A guy who DMs you a d*ck pic. Clearly, there’s only one thing on his mind. And only one thing he wants on your mind. He’s not trying to cuff. He’s just trying to f*ck.
A guy who posts overly emotional statuses on Facebook that could probably fill a page, or two, in a diary. I’m all for self-expression, but if he’s constantly posting long ass statuses that go into detail about his every-day life, including the drama, you might want to steer the other way (and unfollow their status updates). Guys who are in tune with their emotions are cool. Guys who are just seeking attention and validation for their emotions are annoying.
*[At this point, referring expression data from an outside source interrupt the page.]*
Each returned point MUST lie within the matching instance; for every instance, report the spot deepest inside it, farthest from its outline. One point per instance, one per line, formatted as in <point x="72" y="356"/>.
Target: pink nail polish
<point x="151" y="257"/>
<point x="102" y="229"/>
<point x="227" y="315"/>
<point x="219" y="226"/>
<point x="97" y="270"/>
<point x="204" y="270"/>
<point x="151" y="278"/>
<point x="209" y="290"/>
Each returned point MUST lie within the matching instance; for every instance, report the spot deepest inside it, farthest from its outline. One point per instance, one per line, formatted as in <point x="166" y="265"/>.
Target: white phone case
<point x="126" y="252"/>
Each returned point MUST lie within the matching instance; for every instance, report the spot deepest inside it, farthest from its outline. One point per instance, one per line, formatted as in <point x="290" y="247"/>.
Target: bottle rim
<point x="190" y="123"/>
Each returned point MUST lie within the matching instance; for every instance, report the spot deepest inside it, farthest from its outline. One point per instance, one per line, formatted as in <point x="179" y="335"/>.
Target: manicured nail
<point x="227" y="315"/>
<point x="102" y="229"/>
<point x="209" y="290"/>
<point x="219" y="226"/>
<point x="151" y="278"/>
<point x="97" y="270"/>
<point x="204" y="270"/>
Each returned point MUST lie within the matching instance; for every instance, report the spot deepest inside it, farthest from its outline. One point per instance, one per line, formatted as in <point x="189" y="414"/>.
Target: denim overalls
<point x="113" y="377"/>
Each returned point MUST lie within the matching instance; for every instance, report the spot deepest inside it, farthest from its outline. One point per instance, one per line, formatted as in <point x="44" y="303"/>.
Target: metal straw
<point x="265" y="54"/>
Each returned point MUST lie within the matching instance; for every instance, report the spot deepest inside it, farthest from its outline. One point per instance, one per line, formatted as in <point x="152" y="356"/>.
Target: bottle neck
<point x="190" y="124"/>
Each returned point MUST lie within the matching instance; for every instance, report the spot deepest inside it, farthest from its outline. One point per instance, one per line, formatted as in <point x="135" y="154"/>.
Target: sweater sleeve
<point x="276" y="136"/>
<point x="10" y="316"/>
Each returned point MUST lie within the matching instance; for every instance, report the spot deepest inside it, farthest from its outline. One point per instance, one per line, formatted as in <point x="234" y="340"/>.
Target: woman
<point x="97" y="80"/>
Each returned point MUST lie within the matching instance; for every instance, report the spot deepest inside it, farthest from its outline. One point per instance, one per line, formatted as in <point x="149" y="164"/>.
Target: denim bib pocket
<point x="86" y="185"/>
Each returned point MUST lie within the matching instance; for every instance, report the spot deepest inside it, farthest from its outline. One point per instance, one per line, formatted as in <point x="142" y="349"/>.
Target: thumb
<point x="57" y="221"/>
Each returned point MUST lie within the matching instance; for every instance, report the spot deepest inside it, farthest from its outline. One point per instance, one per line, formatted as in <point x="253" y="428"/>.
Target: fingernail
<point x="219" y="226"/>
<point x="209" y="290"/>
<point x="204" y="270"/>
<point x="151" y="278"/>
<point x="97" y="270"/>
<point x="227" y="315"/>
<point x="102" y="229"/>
And immature, I might add.
Did he just quote a Drake song?! If he’s constantly using Drake lyrics to express certain things he’s going through in life, you might want to rethink his eligibility. Drake is a great artist and all, but let’s face it, he’s emo as heck. There can only be one emotional diva during cuffing season. Duh!
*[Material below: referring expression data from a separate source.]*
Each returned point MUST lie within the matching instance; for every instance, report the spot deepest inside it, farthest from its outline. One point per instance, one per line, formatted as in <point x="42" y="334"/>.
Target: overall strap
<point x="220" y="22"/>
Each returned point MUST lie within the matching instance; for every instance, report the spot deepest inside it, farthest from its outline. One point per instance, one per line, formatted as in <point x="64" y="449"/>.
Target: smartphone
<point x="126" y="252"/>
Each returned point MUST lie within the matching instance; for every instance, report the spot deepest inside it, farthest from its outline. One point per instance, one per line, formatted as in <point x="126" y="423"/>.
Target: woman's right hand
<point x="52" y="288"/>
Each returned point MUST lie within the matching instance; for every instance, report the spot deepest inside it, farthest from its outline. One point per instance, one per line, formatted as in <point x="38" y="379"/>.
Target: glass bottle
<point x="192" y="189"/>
Clingy Behavior. Ladies, there’s a difference between a man who genuinely cares bout you and man who is just down right possessive – which equates to “clingy” behavior. If he HAS to know where you are every hour of the day and checks your FourSquare religiously, that’s not cool. At all. If he doesn’t let you hang out with your friends and only wants you to hang out with him on your free time, that’s not cool either. This is a huge red flag because sometimes “clinginess” can lead to abusive behavior.
He’s a Knicks fan. What’s more annoying than a fan who claims they have the best team in the NBA even though they havent won a chip since the 70s? Nothing. Sure, you guys have one of the best scorers in the league but Melo ain’t getting a ring for NY on his own. NY Knicks fans are obnoxious. You don’t want to deal with that during the entire season.

So ladies, equip yourself with this knowledge before you make final cuts. You don’t want to end up cuffing the wrong guy. Especially since this season is looking like it’s going to be a long one.